GDPR and Data Engineering

Published:
November 11, 2021
GDPR and Data Engineering

Three years after coming into force, General Data Protection Regulation (GDPR) still raises hackles, and fears. When first adopted by the European Union in April 2016, the problem was one of even defining the scope of an enterprise’s GDPR project, and then how to implement it. After 2018, as fines in millions of euros began to be levied against non-compliant companies, concerns about being caught violating GDPR became headaches, then nightmares. Those nightmares became reality in July 2021 when Amazon was hit with a 746 million euro (approx. $886 million) fine for violating GDPR regulations in regard to processing personal data. In August 2021, Deliveroo and Foodinho in Italy were fined for over two million euro each under GDPR for privacy violations after illegally collecting data on their food drivers. Companies outside of Europe were put on notice, too, as under some conditions, the regulation has a global reach. For all, the law allows the EU to forbid the companies from further using the data in question, so even firms that might find the insight gathered worth the risk of a monetary fine might think twice before proceeding.

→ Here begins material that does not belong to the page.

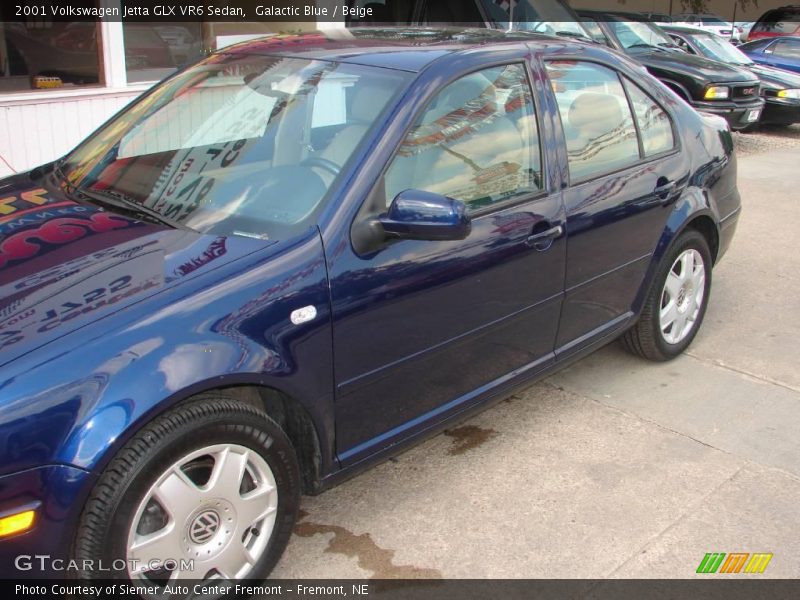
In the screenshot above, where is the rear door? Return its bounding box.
[545,60,690,357]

What the threat of running afoul of the regulators means is that experience with GDPR can make a data privacy engineer or partner company a very important part of an enterprise. To the general public, GDPR may seem to be little more than a click or two regarding information sharing on websites, but there are parts of the regulation that are not constantly in the public eye, such as data security and how much personalization needs to be removed from a subject’s data and under what conditions, which require an understanding of both law and data engineering. Compliance-related tech is a young, though rapidly growing, field and a company’s  data science process can be severely impacted by ignoring it.

The compliance market was created before GDPR’s inception, but the EU regulation initiated a growth stage. The market is expected to grow from an estimated $1.4 billion in 2020 to $4.4 billion by 2027, according to Research and Markets. However, implementing GDPR has been easier said than done. Sorting out what needs to be put in place, not only in terms of subjects accepting the collection of their data, but  also in terms of how companies analyze and secure it, took years to sort out. Small and medium-sized firms in particular found it difficult, according to an official report in 2020.

Image by Proxet. Simple Data Pipeline for GDPR
Simple Data Pipeline for GDPR

To give an example of  the scope of the issue from a practical standpoint, at Proxet we’ve successfully built systems for medical research. It’s not news that the days of the lone doctor with a microscope are far in the past, but the size of such projects spirals quickly.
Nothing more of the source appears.